Travel: What It Means by Amanda Liew


Over the past few years my travels have defined me in ways I could never expect.

I've begun to see my trips as markers along my path purely because of how much each trip has taught me -- how I changed after I studied abroad, how my perspective on solitude changed during my first real solo trip. It's taught me a different kind of self confidence, how to interact with strangers, how to be satisfied with solitude, how to be flexible, the list goes on. 

It's also taught me how to appreciate "home."

2015 was filled with Australia, Jordan, National Parks, and 17 European cities. To say the least, it was a whirlwind. When I came back, though, I made a different kind of New Years Resolution: "to grow deeper roots."

To me, that meant spending more time in New York City & deepening my roots in my faith, my relationships, my job, and my community.

It has been a beautiful year of exactly that: growing roots deep. After 8 months of limiting myself to a few domestic trips here and there, in 3 short days I embark on my first international trip of the year: Iceland. I feel that familiar sense of excitement tingling in my stomach, my wanderlust ready to burst out, my eyes already imagining incredible photographic shots, and more.

To add to the excitement even more, this trip is the first time I get to share my love for travel with my wonderful boyfriend, Caleb. We joked at the beginning of our relationship that there were different "versions" of ourselves - Party Caleb, Outdoorsy Caleb, California Amanda, Get Down to Business Amanda, and more. A beautiful part of our relationship has been discovering new sides of each other, and finally, finally...Travel Amanda gets to step into her element. And with that, I get to share an extremely important aspect of my life.

Travel on.

Giving Away Money That Isn’t Mine by Amanda Liew


I’ve worked hard to get where I am. I pretty much popped out of the womb a self-motivated child, and hit the ground running ever since. Add in some casual immigrant we-moved-to-this-country-so-you-could-have-it-all motivation and some school teachings that you-can-be-anything-you-want-to-be, and there you have it: a deeply ingrained work ethic and attitude towards accomplishment. And so, I’ve run the race non-stop for 23 years. While by no means have I even come close to the finish line, I’ve crossed quite a few great milestones since I began: a good school, a good job, a good salary. Or really, since A + B = C, it seems like the real milestone is a good salary in the end.
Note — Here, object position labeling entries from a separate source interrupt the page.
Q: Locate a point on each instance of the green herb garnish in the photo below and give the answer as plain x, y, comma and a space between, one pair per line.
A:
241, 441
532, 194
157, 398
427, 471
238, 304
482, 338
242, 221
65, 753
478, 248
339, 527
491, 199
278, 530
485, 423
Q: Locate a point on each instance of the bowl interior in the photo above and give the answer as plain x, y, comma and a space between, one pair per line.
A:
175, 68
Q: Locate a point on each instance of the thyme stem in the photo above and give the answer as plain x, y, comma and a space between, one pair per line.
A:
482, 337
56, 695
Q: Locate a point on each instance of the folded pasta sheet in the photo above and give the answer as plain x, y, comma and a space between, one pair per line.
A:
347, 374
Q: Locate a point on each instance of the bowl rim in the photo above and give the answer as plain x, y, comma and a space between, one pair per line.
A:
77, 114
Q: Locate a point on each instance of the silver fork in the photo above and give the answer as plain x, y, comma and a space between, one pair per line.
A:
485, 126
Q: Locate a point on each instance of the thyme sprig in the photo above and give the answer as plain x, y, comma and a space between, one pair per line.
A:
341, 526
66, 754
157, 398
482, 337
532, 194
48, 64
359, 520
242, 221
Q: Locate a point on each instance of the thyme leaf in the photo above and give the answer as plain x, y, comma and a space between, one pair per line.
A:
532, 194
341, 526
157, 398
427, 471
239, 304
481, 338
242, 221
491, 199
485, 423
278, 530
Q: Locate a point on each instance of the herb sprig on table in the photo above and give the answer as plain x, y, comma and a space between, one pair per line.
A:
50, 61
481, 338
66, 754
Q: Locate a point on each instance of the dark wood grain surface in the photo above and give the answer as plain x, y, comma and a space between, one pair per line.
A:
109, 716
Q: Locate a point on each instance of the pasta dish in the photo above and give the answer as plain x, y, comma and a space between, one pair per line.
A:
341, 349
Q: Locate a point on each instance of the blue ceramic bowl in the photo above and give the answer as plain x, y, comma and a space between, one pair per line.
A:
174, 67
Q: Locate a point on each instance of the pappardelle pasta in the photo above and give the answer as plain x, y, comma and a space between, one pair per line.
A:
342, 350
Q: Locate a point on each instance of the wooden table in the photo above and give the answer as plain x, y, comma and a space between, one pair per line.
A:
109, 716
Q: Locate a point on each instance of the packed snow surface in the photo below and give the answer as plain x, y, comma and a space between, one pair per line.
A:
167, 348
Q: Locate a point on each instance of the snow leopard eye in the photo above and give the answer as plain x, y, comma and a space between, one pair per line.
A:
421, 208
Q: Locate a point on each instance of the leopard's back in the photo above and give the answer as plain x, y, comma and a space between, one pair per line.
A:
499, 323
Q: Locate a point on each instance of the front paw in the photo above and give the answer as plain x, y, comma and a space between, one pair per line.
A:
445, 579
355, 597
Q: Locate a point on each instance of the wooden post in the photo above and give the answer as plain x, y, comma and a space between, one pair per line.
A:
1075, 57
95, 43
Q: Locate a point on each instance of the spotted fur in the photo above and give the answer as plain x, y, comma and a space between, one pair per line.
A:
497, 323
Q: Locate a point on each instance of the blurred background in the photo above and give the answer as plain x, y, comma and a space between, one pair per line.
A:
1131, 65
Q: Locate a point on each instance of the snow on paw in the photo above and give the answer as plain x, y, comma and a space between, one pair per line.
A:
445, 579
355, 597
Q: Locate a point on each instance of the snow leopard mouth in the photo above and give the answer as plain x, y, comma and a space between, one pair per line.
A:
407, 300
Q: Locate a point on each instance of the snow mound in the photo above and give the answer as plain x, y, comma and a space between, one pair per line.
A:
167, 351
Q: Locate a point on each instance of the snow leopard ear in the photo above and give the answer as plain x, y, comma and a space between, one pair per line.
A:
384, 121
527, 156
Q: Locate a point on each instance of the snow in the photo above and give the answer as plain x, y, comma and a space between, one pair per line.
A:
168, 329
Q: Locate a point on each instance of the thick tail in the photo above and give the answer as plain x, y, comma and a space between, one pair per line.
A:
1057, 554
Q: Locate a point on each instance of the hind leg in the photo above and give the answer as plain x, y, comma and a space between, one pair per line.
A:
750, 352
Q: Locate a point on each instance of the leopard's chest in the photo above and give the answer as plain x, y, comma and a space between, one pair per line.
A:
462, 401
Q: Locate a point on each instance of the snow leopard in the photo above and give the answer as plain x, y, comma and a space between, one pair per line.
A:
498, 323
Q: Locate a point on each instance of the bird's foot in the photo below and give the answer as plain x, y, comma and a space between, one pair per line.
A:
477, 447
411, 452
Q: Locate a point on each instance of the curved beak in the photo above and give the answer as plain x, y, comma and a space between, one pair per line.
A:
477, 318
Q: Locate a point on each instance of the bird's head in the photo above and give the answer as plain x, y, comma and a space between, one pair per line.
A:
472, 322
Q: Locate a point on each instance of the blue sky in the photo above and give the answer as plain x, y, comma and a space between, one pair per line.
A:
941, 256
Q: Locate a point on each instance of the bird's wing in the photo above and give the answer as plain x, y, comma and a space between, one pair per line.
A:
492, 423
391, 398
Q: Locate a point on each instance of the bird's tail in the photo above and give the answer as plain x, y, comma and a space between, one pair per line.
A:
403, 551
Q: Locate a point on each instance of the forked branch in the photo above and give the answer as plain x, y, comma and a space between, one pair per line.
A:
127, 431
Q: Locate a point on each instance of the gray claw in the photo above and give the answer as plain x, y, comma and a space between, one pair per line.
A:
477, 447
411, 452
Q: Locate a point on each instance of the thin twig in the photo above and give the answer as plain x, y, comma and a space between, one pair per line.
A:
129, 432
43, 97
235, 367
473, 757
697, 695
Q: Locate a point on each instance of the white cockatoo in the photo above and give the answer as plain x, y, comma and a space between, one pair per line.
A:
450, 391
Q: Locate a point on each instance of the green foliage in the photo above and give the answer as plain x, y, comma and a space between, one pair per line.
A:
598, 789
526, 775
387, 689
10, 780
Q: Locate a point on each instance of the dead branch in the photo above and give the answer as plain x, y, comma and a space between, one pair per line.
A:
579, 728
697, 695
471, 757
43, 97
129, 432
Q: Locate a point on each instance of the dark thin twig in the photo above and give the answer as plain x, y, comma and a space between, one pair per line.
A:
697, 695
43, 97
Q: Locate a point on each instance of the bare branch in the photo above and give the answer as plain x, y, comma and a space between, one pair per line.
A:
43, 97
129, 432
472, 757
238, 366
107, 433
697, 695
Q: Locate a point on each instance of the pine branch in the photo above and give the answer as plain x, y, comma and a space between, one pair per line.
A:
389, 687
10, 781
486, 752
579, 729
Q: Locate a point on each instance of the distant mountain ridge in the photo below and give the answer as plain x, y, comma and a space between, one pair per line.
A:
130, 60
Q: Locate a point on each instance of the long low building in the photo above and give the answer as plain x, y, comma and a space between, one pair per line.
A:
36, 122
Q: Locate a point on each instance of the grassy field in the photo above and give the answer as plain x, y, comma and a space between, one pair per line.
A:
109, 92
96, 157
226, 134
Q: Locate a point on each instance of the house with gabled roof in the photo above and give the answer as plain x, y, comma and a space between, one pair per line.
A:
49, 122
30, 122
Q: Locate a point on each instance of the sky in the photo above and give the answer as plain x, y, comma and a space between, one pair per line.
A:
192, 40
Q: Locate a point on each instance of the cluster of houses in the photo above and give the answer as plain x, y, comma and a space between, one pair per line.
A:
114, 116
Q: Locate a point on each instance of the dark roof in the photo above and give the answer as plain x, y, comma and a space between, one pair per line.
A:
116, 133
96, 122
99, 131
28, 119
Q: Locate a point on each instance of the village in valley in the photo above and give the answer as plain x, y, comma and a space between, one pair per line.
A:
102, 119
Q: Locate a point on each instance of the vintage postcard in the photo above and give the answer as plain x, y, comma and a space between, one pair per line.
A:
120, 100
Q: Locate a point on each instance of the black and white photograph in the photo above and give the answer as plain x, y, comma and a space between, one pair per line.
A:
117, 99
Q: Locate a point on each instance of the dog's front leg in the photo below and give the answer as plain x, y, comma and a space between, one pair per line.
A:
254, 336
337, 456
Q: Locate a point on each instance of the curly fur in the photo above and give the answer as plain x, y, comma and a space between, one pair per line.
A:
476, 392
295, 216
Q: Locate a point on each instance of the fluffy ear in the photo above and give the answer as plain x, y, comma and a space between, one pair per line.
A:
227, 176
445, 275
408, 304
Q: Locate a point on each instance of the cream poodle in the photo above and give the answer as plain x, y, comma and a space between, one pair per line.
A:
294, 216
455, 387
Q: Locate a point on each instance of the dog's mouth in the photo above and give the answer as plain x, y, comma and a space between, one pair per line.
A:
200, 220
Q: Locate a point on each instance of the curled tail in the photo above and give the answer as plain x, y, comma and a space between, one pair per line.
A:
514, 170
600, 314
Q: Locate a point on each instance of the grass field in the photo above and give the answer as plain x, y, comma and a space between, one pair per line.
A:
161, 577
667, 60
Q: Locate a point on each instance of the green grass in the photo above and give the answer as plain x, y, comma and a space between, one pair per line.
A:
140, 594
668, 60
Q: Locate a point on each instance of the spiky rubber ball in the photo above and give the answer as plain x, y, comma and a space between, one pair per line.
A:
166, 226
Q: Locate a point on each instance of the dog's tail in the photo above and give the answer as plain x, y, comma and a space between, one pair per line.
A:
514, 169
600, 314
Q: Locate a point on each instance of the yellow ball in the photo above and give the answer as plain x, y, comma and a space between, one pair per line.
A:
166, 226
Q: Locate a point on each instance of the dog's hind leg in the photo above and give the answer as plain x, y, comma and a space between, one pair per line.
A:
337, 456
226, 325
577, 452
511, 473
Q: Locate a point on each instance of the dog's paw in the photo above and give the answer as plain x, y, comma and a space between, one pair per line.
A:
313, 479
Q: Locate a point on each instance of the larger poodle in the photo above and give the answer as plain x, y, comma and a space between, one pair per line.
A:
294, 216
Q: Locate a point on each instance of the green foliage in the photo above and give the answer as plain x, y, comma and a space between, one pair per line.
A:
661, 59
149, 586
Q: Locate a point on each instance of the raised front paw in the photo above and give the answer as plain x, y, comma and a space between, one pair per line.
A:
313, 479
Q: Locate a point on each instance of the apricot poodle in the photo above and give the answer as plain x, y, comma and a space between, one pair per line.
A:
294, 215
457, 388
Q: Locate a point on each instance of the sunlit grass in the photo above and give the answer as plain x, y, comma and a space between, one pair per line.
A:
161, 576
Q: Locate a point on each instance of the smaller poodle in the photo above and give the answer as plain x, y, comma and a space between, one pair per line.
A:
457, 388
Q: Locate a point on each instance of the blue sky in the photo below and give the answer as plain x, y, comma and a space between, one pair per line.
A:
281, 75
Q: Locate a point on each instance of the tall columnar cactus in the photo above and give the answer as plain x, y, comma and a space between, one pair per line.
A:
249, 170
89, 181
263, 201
When I view my money as something I earned, due to my oh-so-hard-work in both my education and my career, it becomes something I deserve. And when something is deserved, it’s really quite hard to part with. But here lies the problem, because it goes a little further than that, and it automatically turns giving into a zero-sum game. Every dollar that I give to a charity or someone in need is automatically a dollar less that I have for myself. It’s a pretty basic concept of removing something from my pot and putting it into someone else’s. And let’s be honest, no matter how much we try to be generous and how much we want to give, that’s pretty hard. Charity projects try to spin it in a good light, like “Oh, just give up coffee once a week and make a tiny sacrifice to donate that amount instead!”, but in the end, that’s still taking hard-earned money out of your pot and putting it somewhere else. 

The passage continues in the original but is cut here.